January 12th, 2012
Selections from Richard Lehman’s Weekly Review: Week of January 9th
CardioExchange is pleased to be able to reprint selections from Dr. Richard Lehman’s journal review: a weekly blog at BMJ.org offering commentary on the latest literature. Dr. Lehman is a British general practitioner who started these reviews 14 years ago as brief notes to encourage further reading discussion among friends and colleagues. In his own words, they are still written in a style that tries to provoke and engage the reader while conveying the message of the articles from the point of view of a generalist trying to work out what matters for patients.
Each week, we’ll pull out a couple of his summaries that are relevant to this audience, but we encourage members to engage with the entire blog.
Week of January 9th
(click here to read the full review at the BMJ)
JAMA 4 Jan 2012 Vol 307
56 If you look at obesity measured by BMI, and then adjust for insulin resistance, hyperlipidaemia and high blood pressure, weight as such is actually a weak predictor of cardiovascular risk. Which may explain why the absolute benefit of bariatric surgery is not enormous, and is probably non-existent for obese individuals without other risk factors. This is a report from the Swedish Obese Subjects (SOS) study at a median of 14.7 years, and it shows a halving of cardiovascular events in the group treated with bariatric surgery. That sounds impressive, but absolute mortality difference actually amounts to 1.3% in favour of surgery. And the benefit was not related to baseline BMI in this study. Even longer term data are needed.

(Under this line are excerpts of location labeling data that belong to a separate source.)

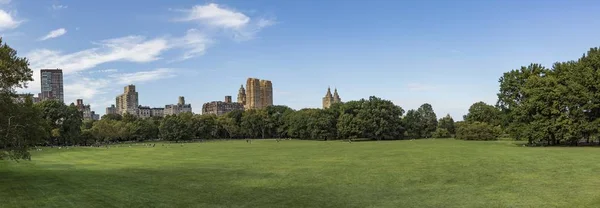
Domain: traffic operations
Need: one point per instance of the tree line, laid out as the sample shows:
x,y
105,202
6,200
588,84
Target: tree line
x,y
543,106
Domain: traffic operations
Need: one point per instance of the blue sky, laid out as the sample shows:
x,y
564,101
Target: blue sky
x,y
446,53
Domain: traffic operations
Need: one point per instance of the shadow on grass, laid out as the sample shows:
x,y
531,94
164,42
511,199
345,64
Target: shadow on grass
x,y
181,187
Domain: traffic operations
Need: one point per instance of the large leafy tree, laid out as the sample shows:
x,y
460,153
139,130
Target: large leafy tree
x,y
447,123
428,120
483,112
64,122
413,124
18,121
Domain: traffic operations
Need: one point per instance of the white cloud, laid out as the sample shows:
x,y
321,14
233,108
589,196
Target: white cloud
x,y
54,34
194,43
7,21
107,70
100,90
59,6
419,87
214,15
130,48
143,76
239,25
78,87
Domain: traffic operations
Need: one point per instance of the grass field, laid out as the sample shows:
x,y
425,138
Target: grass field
x,y
420,173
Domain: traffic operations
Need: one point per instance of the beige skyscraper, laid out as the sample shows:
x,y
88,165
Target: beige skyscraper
x,y
259,94
266,93
128,101
242,96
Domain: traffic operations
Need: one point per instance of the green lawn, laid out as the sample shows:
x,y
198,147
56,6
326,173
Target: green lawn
x,y
419,173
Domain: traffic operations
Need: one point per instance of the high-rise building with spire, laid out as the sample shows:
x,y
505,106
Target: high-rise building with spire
x,y
336,97
330,99
259,94
242,96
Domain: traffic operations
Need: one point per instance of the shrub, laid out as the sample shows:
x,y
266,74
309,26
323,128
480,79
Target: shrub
x,y
477,131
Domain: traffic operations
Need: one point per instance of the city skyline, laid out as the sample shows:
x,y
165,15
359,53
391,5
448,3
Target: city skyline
x,y
448,54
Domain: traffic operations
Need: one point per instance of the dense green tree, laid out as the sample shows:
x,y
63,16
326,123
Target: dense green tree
x,y
428,120
382,119
116,117
482,112
64,122
477,131
19,123
441,133
413,124
447,123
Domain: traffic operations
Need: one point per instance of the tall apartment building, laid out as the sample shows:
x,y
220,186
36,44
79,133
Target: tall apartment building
x,y
242,96
147,112
219,108
111,110
259,94
52,85
329,99
22,97
86,110
128,101
178,108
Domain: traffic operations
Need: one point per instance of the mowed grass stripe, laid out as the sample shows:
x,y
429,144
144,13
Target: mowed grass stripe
x,y
293,173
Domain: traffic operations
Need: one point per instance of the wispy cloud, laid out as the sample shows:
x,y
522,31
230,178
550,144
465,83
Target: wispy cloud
x,y
218,16
419,87
97,89
135,49
59,6
215,16
8,21
143,76
130,48
54,34
194,43
83,87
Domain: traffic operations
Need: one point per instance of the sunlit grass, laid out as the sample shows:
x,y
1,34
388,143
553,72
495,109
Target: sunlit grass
x,y
291,173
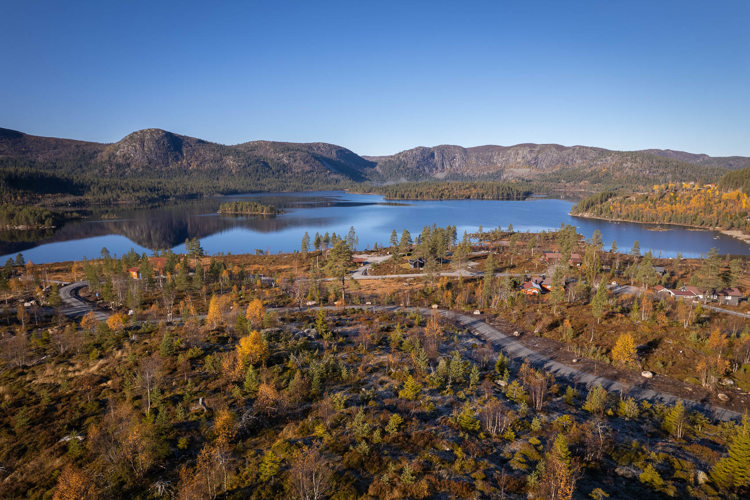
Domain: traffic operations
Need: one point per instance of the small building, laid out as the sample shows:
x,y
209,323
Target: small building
x,y
531,288
730,296
575,260
698,293
551,257
416,263
682,294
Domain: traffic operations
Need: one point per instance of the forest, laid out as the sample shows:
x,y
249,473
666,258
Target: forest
x,y
258,376
686,204
453,190
248,208
30,217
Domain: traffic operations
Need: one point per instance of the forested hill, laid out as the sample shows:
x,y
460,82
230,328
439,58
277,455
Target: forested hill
x,y
155,164
152,163
554,164
738,179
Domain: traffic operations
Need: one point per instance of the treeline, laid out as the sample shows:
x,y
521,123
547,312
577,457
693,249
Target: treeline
x,y
475,190
738,179
247,208
593,201
30,217
686,204
71,182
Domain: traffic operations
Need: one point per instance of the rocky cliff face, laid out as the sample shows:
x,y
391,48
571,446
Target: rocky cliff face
x,y
158,152
154,152
534,161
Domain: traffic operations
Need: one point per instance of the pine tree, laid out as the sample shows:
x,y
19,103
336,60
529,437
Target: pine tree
x,y
393,424
411,389
675,420
466,420
394,239
733,472
599,303
501,364
596,400
321,326
269,466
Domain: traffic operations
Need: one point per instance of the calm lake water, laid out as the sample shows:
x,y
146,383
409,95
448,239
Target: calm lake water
x,y
148,230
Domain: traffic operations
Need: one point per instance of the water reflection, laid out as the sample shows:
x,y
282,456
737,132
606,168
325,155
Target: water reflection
x,y
159,228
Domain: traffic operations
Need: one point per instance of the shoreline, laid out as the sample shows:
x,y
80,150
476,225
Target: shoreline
x,y
732,233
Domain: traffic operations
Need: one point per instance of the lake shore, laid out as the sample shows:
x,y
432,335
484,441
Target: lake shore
x,y
733,233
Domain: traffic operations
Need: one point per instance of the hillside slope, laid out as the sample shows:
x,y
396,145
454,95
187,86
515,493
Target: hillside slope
x,y
154,163
552,163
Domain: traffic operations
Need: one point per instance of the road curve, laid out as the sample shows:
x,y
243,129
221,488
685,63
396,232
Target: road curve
x,y
74,306
518,353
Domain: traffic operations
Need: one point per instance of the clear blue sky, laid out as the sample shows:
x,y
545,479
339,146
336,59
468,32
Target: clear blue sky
x,y
379,77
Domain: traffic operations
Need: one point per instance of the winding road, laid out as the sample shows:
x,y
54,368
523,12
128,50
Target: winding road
x,y
518,353
74,306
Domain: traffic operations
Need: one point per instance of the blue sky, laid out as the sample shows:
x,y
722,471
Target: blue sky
x,y
380,77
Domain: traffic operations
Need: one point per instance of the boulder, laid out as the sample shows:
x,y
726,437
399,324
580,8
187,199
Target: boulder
x,y
626,472
701,477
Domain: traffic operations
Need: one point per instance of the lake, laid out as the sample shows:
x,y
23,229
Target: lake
x,y
151,229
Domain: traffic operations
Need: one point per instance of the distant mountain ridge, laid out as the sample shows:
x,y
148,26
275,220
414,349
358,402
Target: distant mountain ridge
x,y
181,165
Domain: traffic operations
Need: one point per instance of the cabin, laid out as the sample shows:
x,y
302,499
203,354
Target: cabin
x,y
682,294
730,296
158,264
699,294
531,288
551,257
575,260
416,263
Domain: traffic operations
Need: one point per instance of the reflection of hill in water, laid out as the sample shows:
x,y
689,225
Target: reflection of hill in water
x,y
163,227
159,229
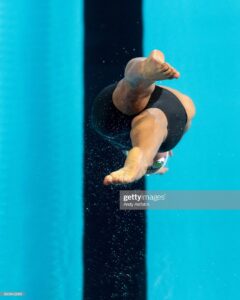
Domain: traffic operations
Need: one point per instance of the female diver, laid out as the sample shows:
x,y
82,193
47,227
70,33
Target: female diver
x,y
141,118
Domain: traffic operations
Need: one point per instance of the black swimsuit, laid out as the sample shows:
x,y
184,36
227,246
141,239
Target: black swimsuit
x,y
115,126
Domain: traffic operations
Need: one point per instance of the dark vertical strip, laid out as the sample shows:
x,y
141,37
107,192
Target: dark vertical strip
x,y
114,240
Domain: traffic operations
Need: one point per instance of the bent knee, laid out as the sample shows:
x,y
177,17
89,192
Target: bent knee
x,y
189,106
153,116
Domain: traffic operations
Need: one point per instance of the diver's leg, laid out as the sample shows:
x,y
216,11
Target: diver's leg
x,y
134,90
149,130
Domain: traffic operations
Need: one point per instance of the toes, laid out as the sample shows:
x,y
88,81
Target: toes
x,y
165,67
107,180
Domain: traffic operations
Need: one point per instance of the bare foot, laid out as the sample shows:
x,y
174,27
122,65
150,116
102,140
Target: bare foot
x,y
155,68
134,168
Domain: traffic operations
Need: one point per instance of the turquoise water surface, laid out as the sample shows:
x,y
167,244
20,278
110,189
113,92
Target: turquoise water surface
x,y
195,254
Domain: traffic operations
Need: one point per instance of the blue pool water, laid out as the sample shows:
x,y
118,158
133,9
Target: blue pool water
x,y
190,254
194,254
40,149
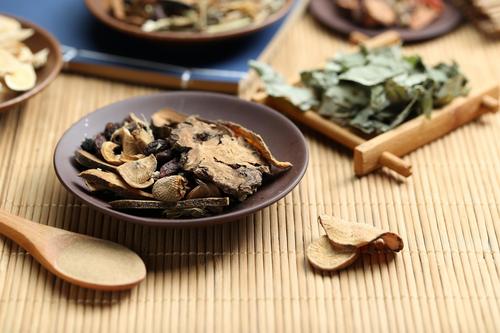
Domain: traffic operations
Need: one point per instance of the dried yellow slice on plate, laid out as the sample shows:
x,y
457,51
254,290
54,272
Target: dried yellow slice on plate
x,y
322,255
22,78
356,235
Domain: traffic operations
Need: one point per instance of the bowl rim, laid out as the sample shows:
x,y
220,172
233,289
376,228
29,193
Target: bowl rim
x,y
183,37
54,44
194,222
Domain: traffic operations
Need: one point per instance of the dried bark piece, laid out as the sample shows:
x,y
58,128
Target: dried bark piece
x,y
256,142
214,155
108,153
204,190
138,174
89,160
356,235
103,180
172,188
322,255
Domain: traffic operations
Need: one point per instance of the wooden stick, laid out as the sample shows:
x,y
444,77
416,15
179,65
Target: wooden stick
x,y
421,130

66 I have spent several afternoons over the last few months listening to presentations on readmission rates in US hospitals, wondering all the while how these compare with other health systems. For myocardial infarction, they are very high compared with other developed countries. “However,” say the authors, “this difference was greatly attenuated after adjustment for length of stay.” In other words, the facts that the US has the shortest stays for MI, and the highest readmission rates, are not unconnected.
NEJM 5 Jan 2012 Vol 366
9 A new era in secondary prevention after acute coronary syndrome is the headline of one birthday editorial, celebrating the success of low-dose rivaroxaban in reducing a composite end-point of death from cardiovascular causes, myocardial infarction, or stroke in 15,526 patients with recent ACS. And to be fair, this amounted to an actual (small) tally of lives saved: total mortality was reduced from 4.5% to 2.9%. It would take any competitor a comparable amount of effort to show benefit from its own fixed-dose anticoagulant, and two have already tried and failed (apixaban and dabigatran), perhaps because the dosing was wrong. Rivaroxaban also failed at a dose of 5mg b.d., but by halving this it was changed from an agent that caused too many bleeds to one which prevented more events than it caused. Good news for Johnson & Johnson and Bayer shareholders, then: but for post-ACS patients and health systems struggling to contain costs? For these, the “new era” is a mixed blessing: someone will need to interrogate the individual patient data from this vast 766-centre trial, and then we will have to wait at least a decade for evidence from trials of equal size to find out the optimal anticoagulant/antiplatelet cocktail for post-ACS patients.
20 But at least we can cross vorapaxar off the list right away: this new oral protease-activated–receptor 1 (PAR-1) antagonist that inhibits thrombin-induced platelet activation simply caused more bleeds in post-ACS patients, without any countervailing benefit. That’s a pity: I rather like the name. (I took a shine to vorapaxar: What a shame we had to axe her).